NAME

update_obo_oa_ontologies.pl - script to create, populate, or update postgres tables for ontology annotator obotables.


SYNOPSIS

Edit the array of users to grant permission to (both 'select' and 'all'), edit obotable to URL hash entries in %obos hash, add optional code for specific obotable types, then run with

  ./update_obo_oa_ontologies.pl


DESCRIPTION

The ontology_annotator.cgi allows .obo files to be generically parsed into postgres tables for obotables used in fields of type 'ontology' or 'multiontology'.

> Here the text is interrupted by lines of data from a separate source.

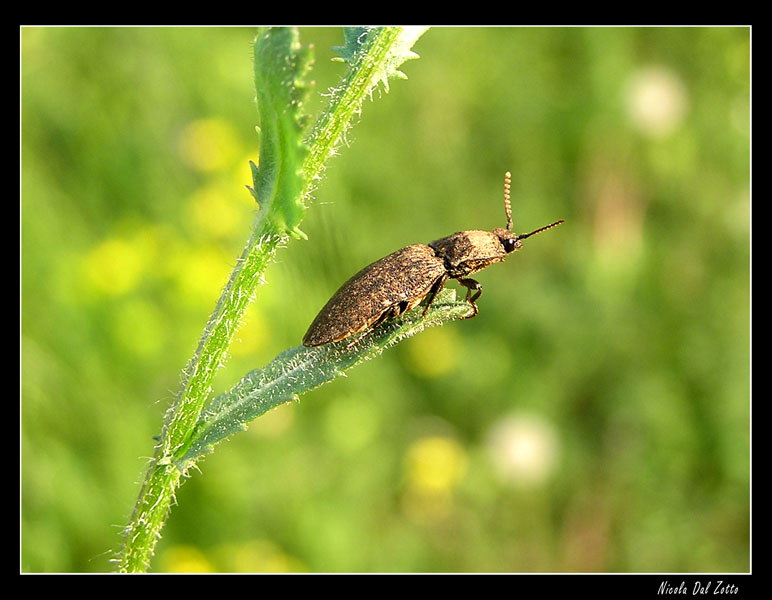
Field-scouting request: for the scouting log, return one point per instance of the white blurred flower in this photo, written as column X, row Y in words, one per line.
column 523, row 449
column 656, row 101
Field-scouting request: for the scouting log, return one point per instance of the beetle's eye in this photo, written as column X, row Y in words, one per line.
column 509, row 244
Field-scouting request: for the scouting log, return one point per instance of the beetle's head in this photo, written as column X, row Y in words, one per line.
column 513, row 241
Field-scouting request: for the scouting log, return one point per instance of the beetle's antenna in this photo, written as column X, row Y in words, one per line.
column 507, row 204
column 550, row 226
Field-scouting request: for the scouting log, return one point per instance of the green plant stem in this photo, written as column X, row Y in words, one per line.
column 378, row 59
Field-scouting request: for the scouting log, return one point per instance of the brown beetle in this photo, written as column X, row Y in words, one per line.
column 402, row 280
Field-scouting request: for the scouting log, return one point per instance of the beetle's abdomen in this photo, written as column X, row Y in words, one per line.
column 401, row 279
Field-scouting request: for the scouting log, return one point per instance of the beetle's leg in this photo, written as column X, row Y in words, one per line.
column 433, row 291
column 471, row 284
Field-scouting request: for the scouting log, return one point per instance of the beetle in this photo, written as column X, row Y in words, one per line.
column 400, row 281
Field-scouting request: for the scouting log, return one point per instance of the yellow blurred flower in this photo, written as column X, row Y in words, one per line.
column 185, row 559
column 209, row 144
column 435, row 464
column 113, row 267
column 433, row 467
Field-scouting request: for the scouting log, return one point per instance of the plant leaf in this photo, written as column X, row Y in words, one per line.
column 281, row 64
column 298, row 370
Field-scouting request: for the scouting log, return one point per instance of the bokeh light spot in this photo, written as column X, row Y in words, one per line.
column 523, row 449
column 656, row 101
column 113, row 267
column 209, row 144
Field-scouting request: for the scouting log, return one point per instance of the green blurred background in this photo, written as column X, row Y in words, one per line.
column 594, row 416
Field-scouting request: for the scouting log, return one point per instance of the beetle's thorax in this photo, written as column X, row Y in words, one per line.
column 467, row 252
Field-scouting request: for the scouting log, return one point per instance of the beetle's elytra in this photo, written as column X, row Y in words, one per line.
column 403, row 279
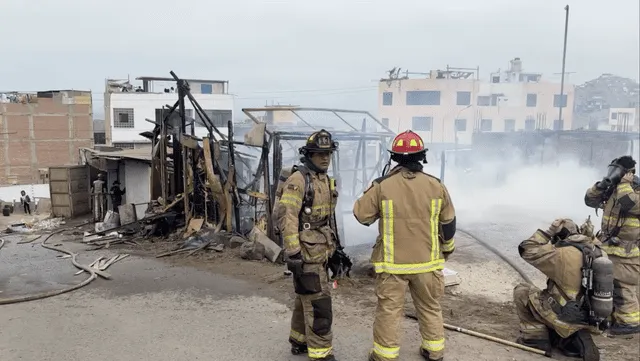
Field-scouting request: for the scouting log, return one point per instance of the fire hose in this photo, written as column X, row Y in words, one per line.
column 482, row 335
column 92, row 275
column 491, row 338
column 499, row 254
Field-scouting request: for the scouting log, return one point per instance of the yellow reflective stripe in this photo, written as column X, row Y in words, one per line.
column 449, row 246
column 387, row 230
column 629, row 222
column 408, row 268
column 621, row 251
column 436, row 205
column 297, row 336
column 386, row 352
column 434, row 346
column 625, row 187
column 628, row 318
column 291, row 199
column 292, row 241
column 319, row 352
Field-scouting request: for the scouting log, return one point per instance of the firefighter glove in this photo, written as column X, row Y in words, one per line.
column 604, row 184
column 294, row 264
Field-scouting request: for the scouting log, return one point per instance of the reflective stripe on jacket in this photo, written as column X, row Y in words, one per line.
column 410, row 208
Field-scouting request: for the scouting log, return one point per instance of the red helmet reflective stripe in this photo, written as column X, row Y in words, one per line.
column 407, row 143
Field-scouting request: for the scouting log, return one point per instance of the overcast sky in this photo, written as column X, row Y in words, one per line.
column 334, row 50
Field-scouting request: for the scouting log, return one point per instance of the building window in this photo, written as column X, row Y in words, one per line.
column 486, row 125
column 423, row 97
column 509, row 125
column 421, row 123
column 123, row 117
column 220, row 118
column 464, row 98
column 558, row 124
column 99, row 138
column 529, row 123
column 484, row 101
column 162, row 112
column 206, row 88
column 532, row 100
column 124, row 145
column 387, row 98
column 556, row 101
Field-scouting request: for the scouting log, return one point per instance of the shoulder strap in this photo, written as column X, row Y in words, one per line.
column 309, row 192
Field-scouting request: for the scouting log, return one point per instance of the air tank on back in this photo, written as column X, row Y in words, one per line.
column 602, row 295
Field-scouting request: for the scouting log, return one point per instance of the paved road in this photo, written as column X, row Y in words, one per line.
column 154, row 311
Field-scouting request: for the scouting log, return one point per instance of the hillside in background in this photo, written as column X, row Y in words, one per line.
column 595, row 97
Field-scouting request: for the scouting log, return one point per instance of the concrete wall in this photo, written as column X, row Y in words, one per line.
column 510, row 104
column 42, row 133
column 144, row 106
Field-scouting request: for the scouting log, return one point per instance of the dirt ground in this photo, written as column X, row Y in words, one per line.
column 482, row 302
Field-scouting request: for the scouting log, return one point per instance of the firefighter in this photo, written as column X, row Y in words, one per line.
column 416, row 229
column 554, row 316
column 619, row 195
column 303, row 216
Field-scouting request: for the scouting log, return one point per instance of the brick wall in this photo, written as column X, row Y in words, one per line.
column 45, row 133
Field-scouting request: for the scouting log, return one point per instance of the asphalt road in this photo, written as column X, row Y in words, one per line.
column 151, row 310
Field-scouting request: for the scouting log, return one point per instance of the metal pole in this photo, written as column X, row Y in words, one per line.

.obo data changes routinely, so this script can run on a cronjob to update data when the obo files's 'date:' line has changed.

SCRIPT REQUIREMENTS

Create a directory to store the last version of each obo file. Change the path to it in the $directory variable.

Edit array of postgres database users to grant permission to (both 'select' and 'all').

Edit %obos hash for mappings of obotable to URL of .obo file.

CREATE TABLES

If creating an obotable type for the first time:

TERM INFO OBO TREE BROWSING

The script can be edited to add custom changes for specific obotables, such as parsing names, IDs, adding URL links in term information, creating obo tree links to browse the term info obo structure.

When creating obo tree links to browse the term info obo structure:

%children are populated by matching on 'is_a:' and 'relationship: part_of' tags in .obo file

SCRIPT FUNCTION

For each obotable .obo file compare date of downloaded .obo file with date of last .obo file used to populate postgres tables ; if the date is more recent, delete all data from tables, populate from new file, and write file to flatfile for future comparison.

The downloaded data file is split on '[Term]'. Id is a match on 'id: ' to the newline. Name is a match on 'name: ' to the newline. Synonyms are matches on 'synonym: "<match>"'. Data is the whole entry. Data lines are split, for each line the tag is anything up to the first colon, and it has a span html element tag added to bold it. There is a single entry for a given term id for name and data, but there can be multiple entries for synonyms, one for each synonym.